"Floating point exception" after 6 months of run

I have set up a simulation using BG1850CN compset with a T31_g37_gl10 resolution. The model starts running for 6 months, but right at the end of the 6th month (0001-06-30), it crashes. The cesm.log file contains:


[cl338:02867] *** Process received signal ***
[cl338:02867] Signal: Floating point exception (8)
[cl338:02867] Signal code: Floating point underflow (5)
[cl338:02867] Failing at address: 0x193e593
[cl338:02867] [ 0] /lib64/ [0x3c8a00e4c0]
[cl338:02867] [ 1] /net/glacdyn/glacdyn/2/taimaz/CESM/cesm1_2_0/CASE/T31inc/bld/cesm.exe(__powr8i4+0x33) [0x193e593]
[cl338:02867] [ 2] /net/glacdyn/glacdyn/2/taimaz/CESM/cesm1_2_0/CASE/T31inc/bld/cesm.exe(snicarmod_mp_snowage_grain_+0x1252) [0xf2d402]
[cl338:02867] [ 3] /net/glacdyn/glacdyn/2/taimaz/CESM/cesm1_2_0/CASE/T31inc/bld/cesm.exe(clm_driver_mp_clm_drv_+0x45ce) [0xc7887e]
[cl338:02867] [ 4] /net/glacdyn/glacdyn/2/taimaz/CESM/cesm1_2_0/CASE/T31inc/bld/cesm.exe(lnd_comp_mct_mp_lnd_run_mct_+0x1147) [0xc5d1c7]
[cl338:02867] [ 5] /net/glacdyn/glacdyn/2/taimaz/CESM/cesm1_2_0/CASE/T31inc/bld/cesm.exe(ccsm_comp_mod_mp_ccsm_run_+0x301b) [0x512d3b]
[cl338:02867] [ 6] /net/glacdyn/glacdyn/2/taimaz/CESM/cesm1_2_0/CASE/T31inc/bld/cesm.exe(MAIN__+0x6d) [0x536dcd]
[cl338:02867] [ 7] /net/glacdyn/glacdyn/2/taimaz/CESM/cesm1_2_0/CASE/T31inc/bld/cesm.exe(main+0x3c) [0x50fcfc]
[cl338:02867] [ 8] /lib64/ [0x3c8941d974]
[cl338:02867] [ 9] /net/glacdyn/glacdyn/2/taimaz/CESM/cesm1_2_0/CASE/T31inc/bld/cesm.exe [0x50fc09]
[cl338:02867] *** End of error message ***
forrtl: error (78): process killed (SIGTERM)

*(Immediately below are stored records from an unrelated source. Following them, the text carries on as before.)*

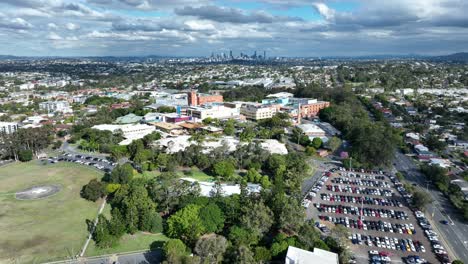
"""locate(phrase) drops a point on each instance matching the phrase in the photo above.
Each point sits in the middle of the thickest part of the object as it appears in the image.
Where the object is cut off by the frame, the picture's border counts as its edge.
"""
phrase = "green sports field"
(52, 228)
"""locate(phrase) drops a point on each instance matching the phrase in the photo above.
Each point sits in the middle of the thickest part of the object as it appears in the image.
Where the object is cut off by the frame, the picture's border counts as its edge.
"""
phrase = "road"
(144, 257)
(456, 235)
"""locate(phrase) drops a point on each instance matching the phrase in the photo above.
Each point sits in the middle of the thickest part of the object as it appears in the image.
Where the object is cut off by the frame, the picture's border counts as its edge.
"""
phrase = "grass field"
(48, 229)
(129, 243)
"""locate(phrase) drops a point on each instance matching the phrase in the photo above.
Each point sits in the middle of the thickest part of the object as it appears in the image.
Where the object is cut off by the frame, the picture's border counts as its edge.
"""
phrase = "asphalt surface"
(361, 251)
(144, 257)
(149, 257)
(456, 235)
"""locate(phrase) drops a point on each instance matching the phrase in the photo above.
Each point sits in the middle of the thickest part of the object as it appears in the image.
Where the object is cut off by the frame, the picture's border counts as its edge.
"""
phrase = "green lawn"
(128, 243)
(48, 229)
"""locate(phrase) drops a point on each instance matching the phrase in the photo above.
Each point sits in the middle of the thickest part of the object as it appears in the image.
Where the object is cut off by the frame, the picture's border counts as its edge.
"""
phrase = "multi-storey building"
(55, 106)
(255, 111)
(195, 99)
(219, 111)
(8, 127)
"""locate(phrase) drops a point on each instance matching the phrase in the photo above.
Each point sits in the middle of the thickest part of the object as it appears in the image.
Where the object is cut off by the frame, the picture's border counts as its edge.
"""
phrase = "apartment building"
(255, 111)
(55, 106)
(8, 127)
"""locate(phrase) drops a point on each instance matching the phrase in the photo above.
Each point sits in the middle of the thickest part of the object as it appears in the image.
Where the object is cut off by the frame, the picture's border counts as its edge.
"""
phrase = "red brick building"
(194, 99)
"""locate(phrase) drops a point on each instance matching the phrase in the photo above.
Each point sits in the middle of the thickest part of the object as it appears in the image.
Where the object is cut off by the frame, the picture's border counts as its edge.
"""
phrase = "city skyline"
(196, 28)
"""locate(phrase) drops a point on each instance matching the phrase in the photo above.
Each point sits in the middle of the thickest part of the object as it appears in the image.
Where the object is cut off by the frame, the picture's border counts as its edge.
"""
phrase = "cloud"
(324, 10)
(197, 27)
(230, 15)
(15, 23)
(52, 26)
(54, 36)
(71, 26)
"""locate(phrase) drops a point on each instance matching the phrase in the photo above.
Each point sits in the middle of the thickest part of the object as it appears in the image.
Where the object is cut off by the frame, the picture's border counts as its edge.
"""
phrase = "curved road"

Another run with exactly same configurations is runnign in another cluster with no error, simulating 30 years successfully, so there should be no problem with the resolution and compset combination.

Any idea?


Are the two clusters using the same compiler and compiler version?   I would suspect a compiler issue.

CESM Software Engineer


No. The one with problem is using intel/13.0, and the other one is using IBM compilers. But again, the intel one could pass some test runs and also 6 months here successfully.